Clojure-based Machine Learning

For many years, I’ve been convinced that programming needs to move forward and abandon the Algol family of languages that, still today, dampens the field. And that that forward direction has been signalled for decades by (mostly) functional, possibly dynamic languages with an immersive environment. But it wasn’t until recently that I was able to finally put my money where my mouth has been all these years.

A couple of years ago I finally became a co-founder and started working on a company, BigML, I could call my own (I had been close in the past, but not really there), and was finally in a position to really influence our development decisions at every level. Even at the most sensitive of them all: language choice.

During my previous professional career I had been repeatedly dissapointed by the lack of conviction, when not plain mediocrity, of the technical decision makers in what seemed all kinds of company, no matter how cool, big or small: one would always end up eaten alive by the Java/C++ ogre, with a couple testimonial scripts (or perhaps some unused scheme bindings) to pay lip service to the hipsters around.

Deep down, the people in charge either didn’t think languages make any difference or, worse, bought into the silly “availability of programmers” argument. I’m still surprised anyone would believe such a thing. If a candidate came telling me that s/he wanted to program only in, say, Java because that’s what s/he knows best and that s/he doesn’t really feel prepared or interested in learning and using, say, Clojure (or any other language, really), I wouldn’t hire her/him in a million years, no matter what language my project were using, and no matter how many thousands of candidates like this one I had at my disposal.

Give me programmers willing to learn and eager to use Lisp or Haskell (or Erlang, ML, OCaml, Smalltalk, Factor, Scala…) any day, even if we happen to be using C++, for goodness sake! Those are the ones one needs, scanty as they might be.

Given the sad precedents, when I embarked in my new adventure I was careful not to try to impose on anyone my heretical ideals: they had to be accepted on their own grounds, not based on my authority. But I was finally lucky enough to meet a team of people with enough intellectual curiosity and good sense (which is, again, actually a pre-condition to be in a startup). People, let me tell you, with no experience whatsoever in languages outside the mainstream, but people that, nonetheless, were good programmers. And when you give a good programmer a good language, good things happen.

Come to think of it, it’s true that, with good programmers, the language doesn’t matter: they’ll choose the best one, or follow the advice of more experienced colleagues, and quickly take advantage of any extra power the novel environment has to offer.

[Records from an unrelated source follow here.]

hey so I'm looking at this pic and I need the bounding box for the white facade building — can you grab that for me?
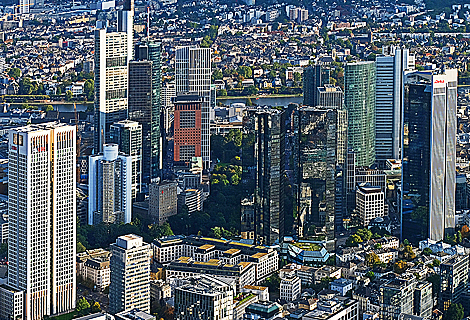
[8,123,76,320]
[375,46,415,161]
[88,144,132,225]
[110,234,151,314]
[356,185,386,226]
[280,275,301,301]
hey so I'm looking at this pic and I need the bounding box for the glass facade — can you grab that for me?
[344,62,376,167]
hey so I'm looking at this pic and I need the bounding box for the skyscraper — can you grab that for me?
[88,144,132,225]
[130,42,163,181]
[175,46,212,168]
[8,123,76,320]
[302,64,331,107]
[344,61,376,167]
[317,85,343,109]
[401,68,457,243]
[19,0,31,13]
[94,1,134,153]
[294,107,340,249]
[245,107,285,246]
[173,93,203,163]
[110,120,142,199]
[375,46,415,161]
[110,234,151,314]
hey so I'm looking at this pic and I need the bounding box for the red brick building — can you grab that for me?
[173,93,203,163]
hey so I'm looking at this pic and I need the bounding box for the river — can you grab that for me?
[218,96,303,106]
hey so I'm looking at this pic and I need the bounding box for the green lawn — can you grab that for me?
[50,311,77,320]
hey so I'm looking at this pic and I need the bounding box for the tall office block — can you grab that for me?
[173,93,203,163]
[149,180,178,225]
[245,107,285,246]
[356,185,385,226]
[294,107,339,248]
[19,0,31,13]
[175,46,212,168]
[375,46,415,161]
[401,69,457,243]
[8,123,76,320]
[380,277,415,320]
[344,61,376,167]
[110,234,151,314]
[303,64,330,107]
[162,81,176,134]
[88,144,132,225]
[110,120,142,199]
[317,85,343,108]
[94,2,134,153]
[131,42,163,180]
[440,254,469,311]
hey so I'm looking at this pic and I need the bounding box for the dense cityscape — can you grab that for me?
[1,0,470,319]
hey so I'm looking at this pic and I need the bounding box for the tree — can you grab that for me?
[444,303,464,320]
[462,225,470,238]
[356,229,373,241]
[403,245,416,260]
[246,98,254,106]
[237,66,252,78]
[245,85,258,96]
[218,89,227,96]
[365,252,381,267]
[394,260,407,274]
[422,248,432,256]
[432,259,441,267]
[42,105,54,112]
[365,271,375,280]
[77,241,86,253]
[91,301,101,313]
[84,79,94,101]
[293,72,301,82]
[346,234,362,247]
[65,90,73,101]
[76,297,90,316]
[212,69,223,81]
[8,68,21,79]
[0,243,7,256]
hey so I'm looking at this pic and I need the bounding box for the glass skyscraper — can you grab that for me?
[401,68,457,243]
[344,61,376,167]
[294,107,341,250]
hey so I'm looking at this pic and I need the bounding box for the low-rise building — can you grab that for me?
[303,297,359,320]
[149,181,178,225]
[243,301,283,320]
[241,285,269,301]
[280,275,301,302]
[115,309,156,320]
[330,278,353,296]
[315,266,342,283]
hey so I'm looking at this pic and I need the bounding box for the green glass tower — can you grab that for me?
[344,61,376,167]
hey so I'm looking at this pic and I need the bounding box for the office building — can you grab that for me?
[94,1,134,152]
[356,185,385,226]
[380,277,415,320]
[149,180,178,225]
[317,85,343,108]
[344,61,376,167]
[303,298,359,320]
[0,285,23,320]
[174,275,235,320]
[280,275,301,302]
[244,301,283,320]
[130,42,163,180]
[19,0,31,13]
[115,309,155,320]
[177,188,202,213]
[303,64,331,106]
[162,81,176,134]
[375,46,415,161]
[414,282,432,319]
[293,107,339,249]
[173,93,203,163]
[456,174,467,211]
[401,68,457,243]
[110,234,151,314]
[8,123,76,320]
[245,107,285,246]
[88,144,132,225]
[110,120,142,199]
[440,254,469,311]
[175,46,212,168]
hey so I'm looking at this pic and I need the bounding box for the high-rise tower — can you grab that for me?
[375,46,415,161]
[175,46,212,168]
[401,68,457,243]
[344,61,376,167]
[8,123,76,320]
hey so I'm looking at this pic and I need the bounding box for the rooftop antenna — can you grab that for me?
[147,6,150,42]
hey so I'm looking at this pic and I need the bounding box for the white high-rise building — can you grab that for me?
[88,144,132,225]
[94,0,134,153]
[375,46,415,161]
[8,123,76,320]
[19,0,31,13]
[110,234,151,314]
[356,184,386,226]
[175,46,212,168]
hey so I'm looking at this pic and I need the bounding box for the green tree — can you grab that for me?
[423,247,432,256]
[293,72,301,82]
[403,245,416,260]
[84,79,94,101]
[65,90,73,101]
[237,66,252,78]
[212,69,223,81]
[432,259,441,267]
[218,89,227,96]
[365,271,375,280]
[394,260,407,274]
[8,68,21,79]
[76,297,90,316]
[346,234,362,247]
[356,229,373,241]
[42,105,54,112]
[246,97,254,106]
[77,241,86,253]
[245,85,258,96]
[444,303,464,320]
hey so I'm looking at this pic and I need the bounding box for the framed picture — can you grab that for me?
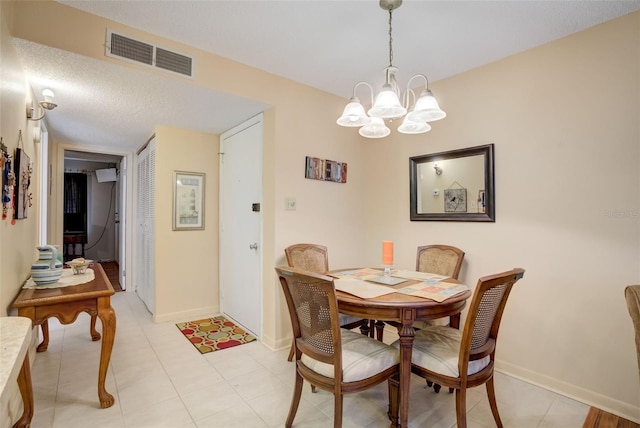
[444,188,467,213]
[14,148,32,219]
[173,171,205,230]
[305,156,347,183]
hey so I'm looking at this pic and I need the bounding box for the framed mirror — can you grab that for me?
[410,144,495,222]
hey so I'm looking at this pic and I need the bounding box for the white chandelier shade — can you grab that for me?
[359,117,391,139]
[336,96,371,127]
[406,89,446,122]
[336,0,446,139]
[397,115,432,134]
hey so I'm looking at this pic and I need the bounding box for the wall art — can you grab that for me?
[305,156,347,183]
[173,170,205,230]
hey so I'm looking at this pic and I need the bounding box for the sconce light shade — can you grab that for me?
[336,98,371,127]
[397,115,431,134]
[358,117,391,139]
[368,84,407,119]
[27,88,58,121]
[407,89,446,122]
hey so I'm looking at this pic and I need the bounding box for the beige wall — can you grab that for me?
[152,126,220,322]
[0,2,43,315]
[362,12,639,419]
[3,0,639,421]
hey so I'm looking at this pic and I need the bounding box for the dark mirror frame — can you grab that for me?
[410,144,495,222]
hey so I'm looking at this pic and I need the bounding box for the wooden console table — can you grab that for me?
[11,263,116,408]
[0,317,34,428]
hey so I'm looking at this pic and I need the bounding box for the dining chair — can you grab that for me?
[625,285,640,380]
[394,268,525,428]
[415,244,466,328]
[284,243,370,361]
[376,245,466,343]
[416,244,465,280]
[275,266,400,428]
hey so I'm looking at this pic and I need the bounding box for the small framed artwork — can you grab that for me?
[173,171,205,230]
[444,188,467,213]
[305,156,347,183]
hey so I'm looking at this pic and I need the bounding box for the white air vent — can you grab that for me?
[106,30,193,78]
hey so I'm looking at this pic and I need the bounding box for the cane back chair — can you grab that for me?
[397,268,525,428]
[276,266,399,428]
[284,243,369,361]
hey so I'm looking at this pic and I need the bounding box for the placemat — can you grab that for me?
[23,268,95,289]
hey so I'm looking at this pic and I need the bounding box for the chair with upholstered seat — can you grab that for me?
[396,268,525,428]
[625,285,640,380]
[285,243,370,361]
[276,266,400,428]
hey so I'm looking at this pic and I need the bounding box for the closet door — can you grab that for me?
[136,139,155,313]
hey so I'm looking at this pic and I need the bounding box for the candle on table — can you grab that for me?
[382,240,394,266]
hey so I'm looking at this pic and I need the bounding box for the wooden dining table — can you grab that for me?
[331,269,471,428]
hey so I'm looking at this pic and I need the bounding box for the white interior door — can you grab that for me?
[220,114,263,337]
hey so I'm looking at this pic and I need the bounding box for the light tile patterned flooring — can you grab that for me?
[28,291,591,427]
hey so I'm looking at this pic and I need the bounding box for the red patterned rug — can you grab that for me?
[176,316,256,354]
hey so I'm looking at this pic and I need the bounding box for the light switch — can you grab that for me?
[285,197,297,211]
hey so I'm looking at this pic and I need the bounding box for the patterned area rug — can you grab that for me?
[176,316,256,354]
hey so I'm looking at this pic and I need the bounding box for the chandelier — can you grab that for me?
[336,0,446,138]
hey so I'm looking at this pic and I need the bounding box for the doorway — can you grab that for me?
[220,114,263,337]
[62,149,126,290]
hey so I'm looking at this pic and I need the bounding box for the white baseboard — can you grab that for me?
[496,360,640,424]
[153,306,219,324]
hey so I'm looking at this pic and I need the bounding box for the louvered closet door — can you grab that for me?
[136,139,155,314]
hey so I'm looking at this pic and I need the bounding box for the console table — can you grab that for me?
[11,263,116,408]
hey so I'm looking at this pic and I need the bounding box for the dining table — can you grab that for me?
[330,268,472,428]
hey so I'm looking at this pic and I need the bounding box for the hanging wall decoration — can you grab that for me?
[304,156,347,183]
[1,137,15,221]
[444,181,467,213]
[14,131,33,220]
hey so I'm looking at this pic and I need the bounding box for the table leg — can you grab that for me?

Our experience so far could hardly be a better counterexample against algol naysayers.

Our backend is 99.4% coded in Clojure, and 66% of the team had never programmed seriously in any Lisp, let alone Haskell or Prolog (heck, not even I (the remaining 33%) had actually tried anything non-mainstream for real in a big project!) Maybe some Ruby, and lots and lots of Java and C and C++. But they accepted the challenge after reading around and learning the basics, and 3 months later you couldn’t take Clojure from their prying hands. More importantly, they had fun discovering they could also be Dr Jekyll, or that the functional side wasn’t an impractical alley.

Of course, lots of effort is a must, and someone with a bit of experience to guide the newbies is probably necessary. In particular, extensive code reviews were of the essence in our case, and I had never read and criticised this many lines of code in a similar amount of time. But know what? I prefer to “waste” time in code reviews to spend at least as much writing factories of factories of factories and similar boilerplate (configured, of course, using XML) and chasing bugs in the resulting soup. Not to mention that, again, you need code reviews no matter the language you use: the trick of having a code base so ugly that nobody would review it doesn’t fly.

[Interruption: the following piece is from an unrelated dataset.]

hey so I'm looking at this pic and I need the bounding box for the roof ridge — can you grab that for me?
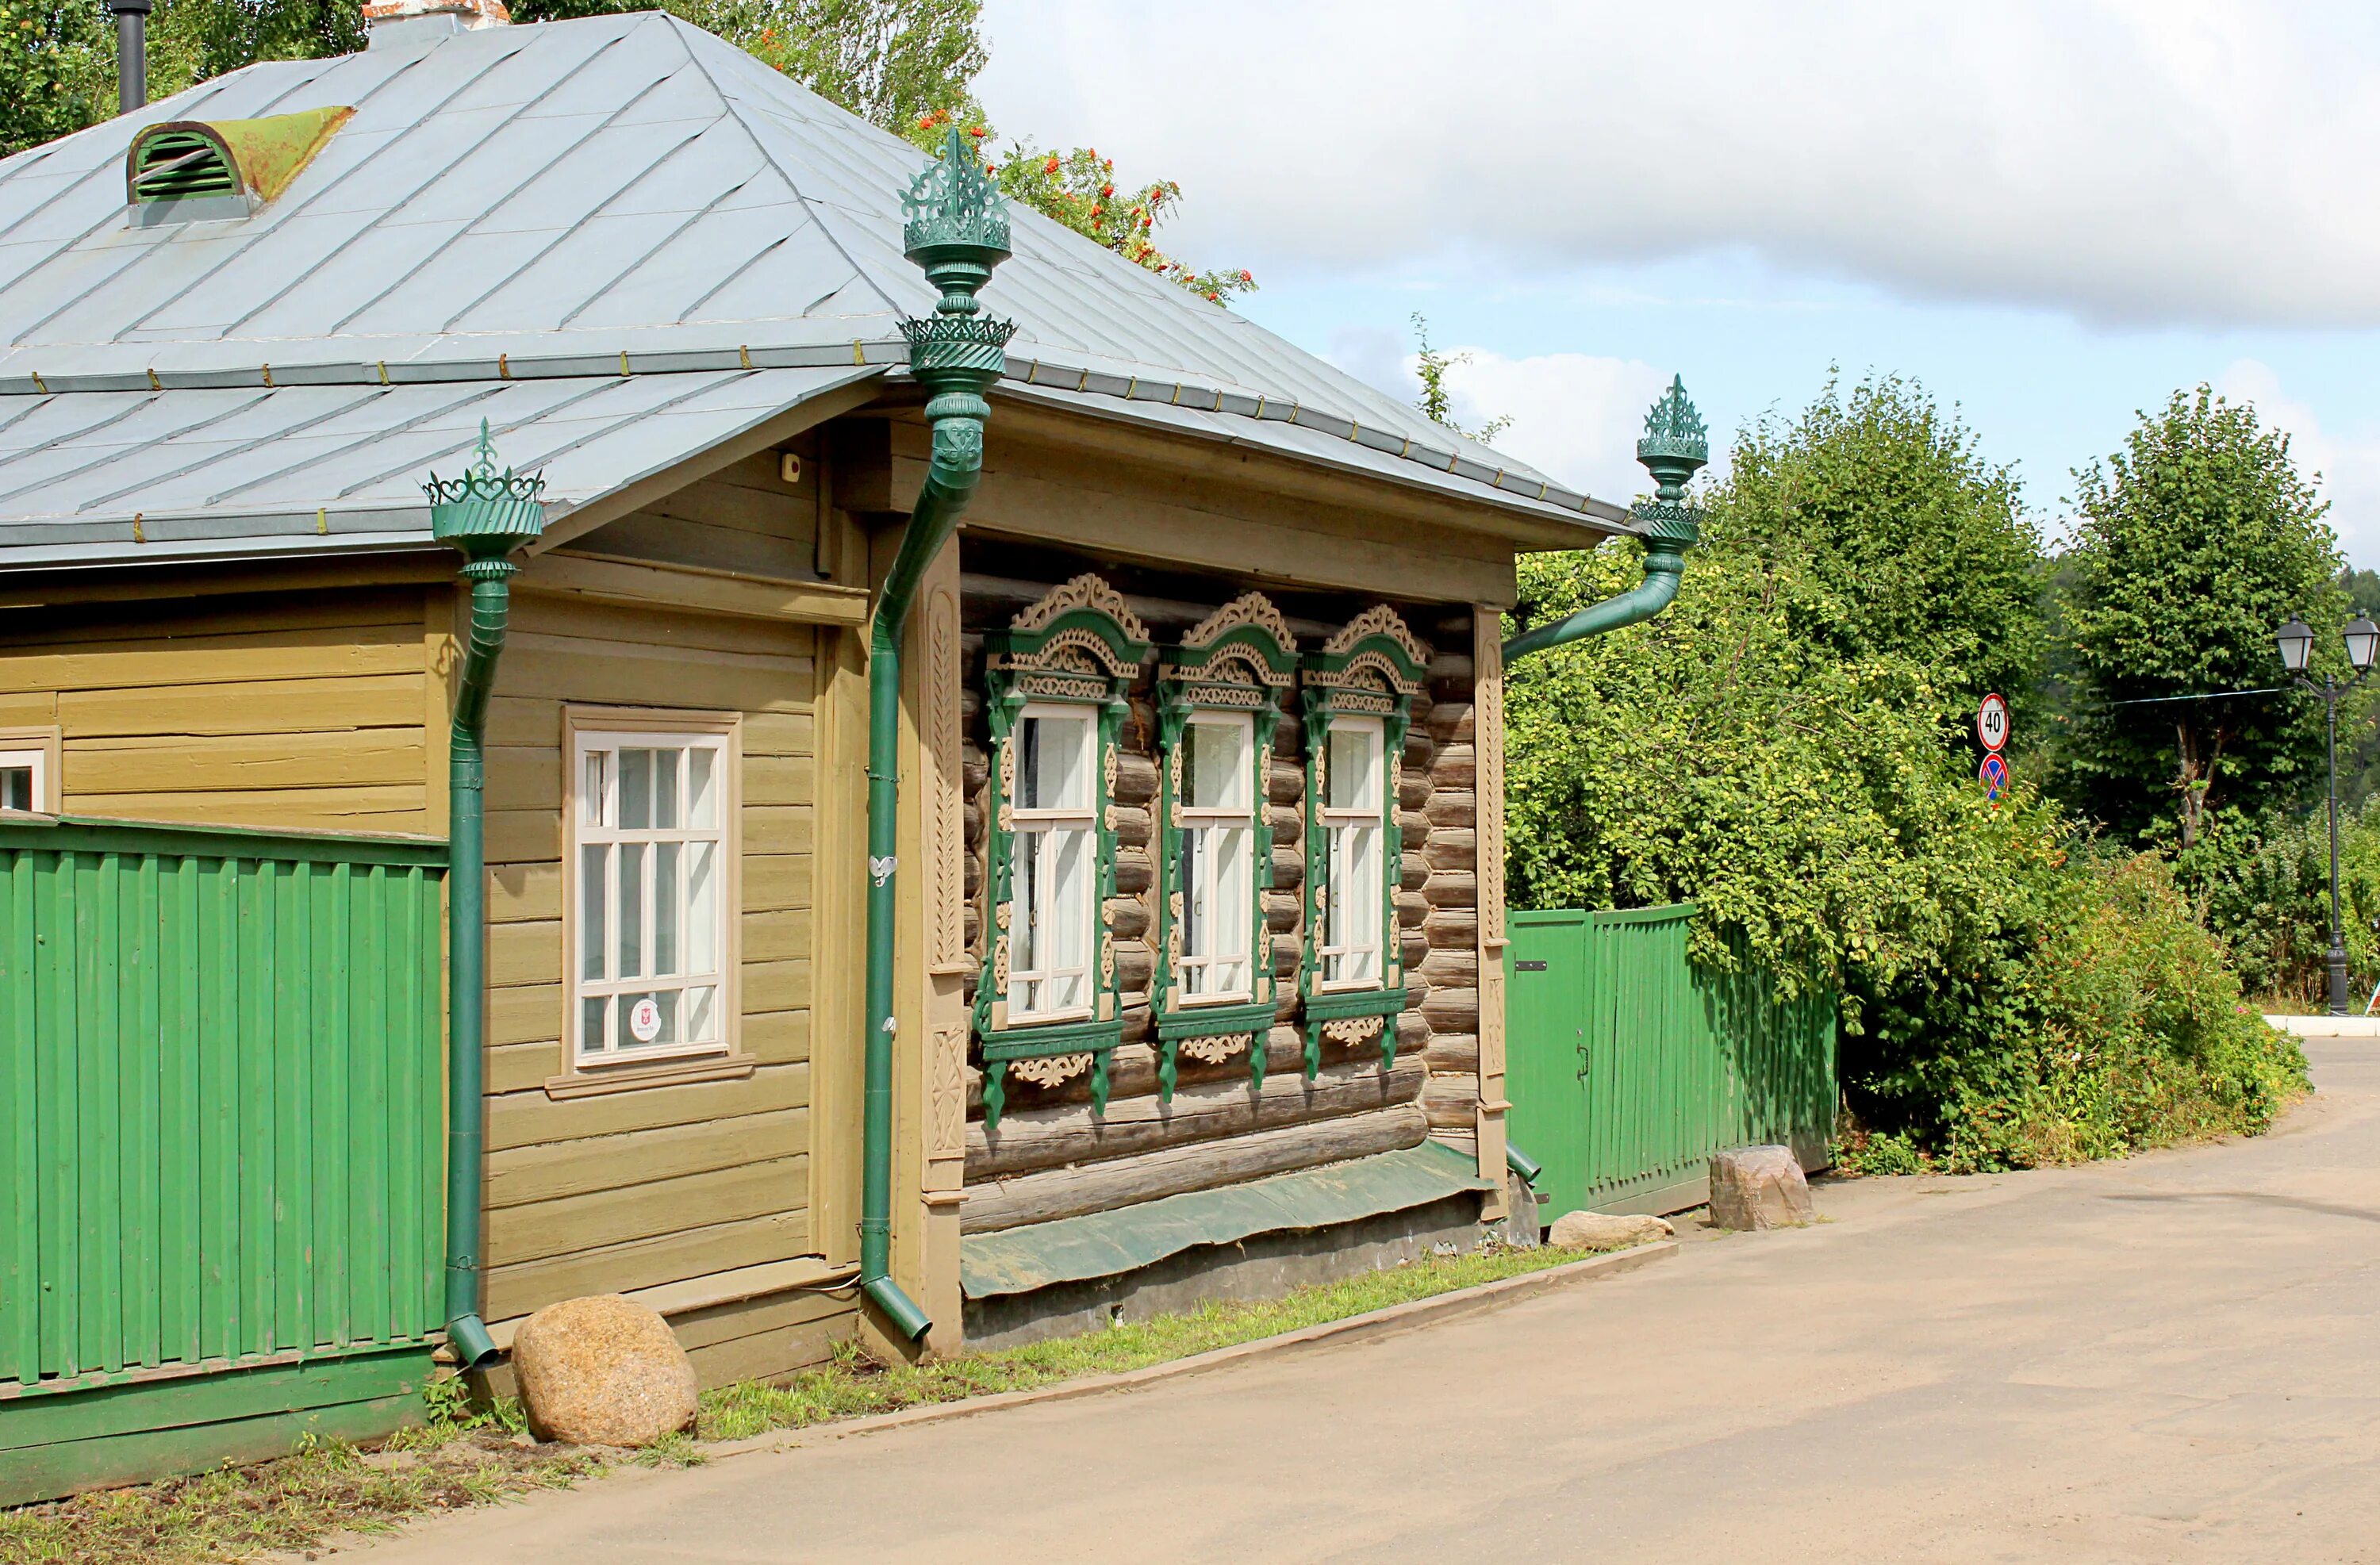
[672,17,910,324]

So yes, it’s more difficult to find hackers, but you need to find them anyway. And yes, it may require more serious software engineering, but, again, you need it anyway. So why shouldn’t we use the best tools at our disposal? I can finally tell you: been there, done that, and it does work.

7 comments

charleslparker says:

June 21, 2013 at 7:09 pm

As part of the aforementioned 66%, I agree that our Clojure journey has been one worth taking.

I particularly like your comment at the end: “It may require more serious software engineering, but, again, you need it anyway.” Nothing could be truer. I don’t have the passion around programming languages that you do, but BigML has made me a huge believer in serious software engineering. I was reminded of this recently when I read a (totally serious) statement on a blog that “This Haskell function is self-documenting, providing you know how to read Haskell.”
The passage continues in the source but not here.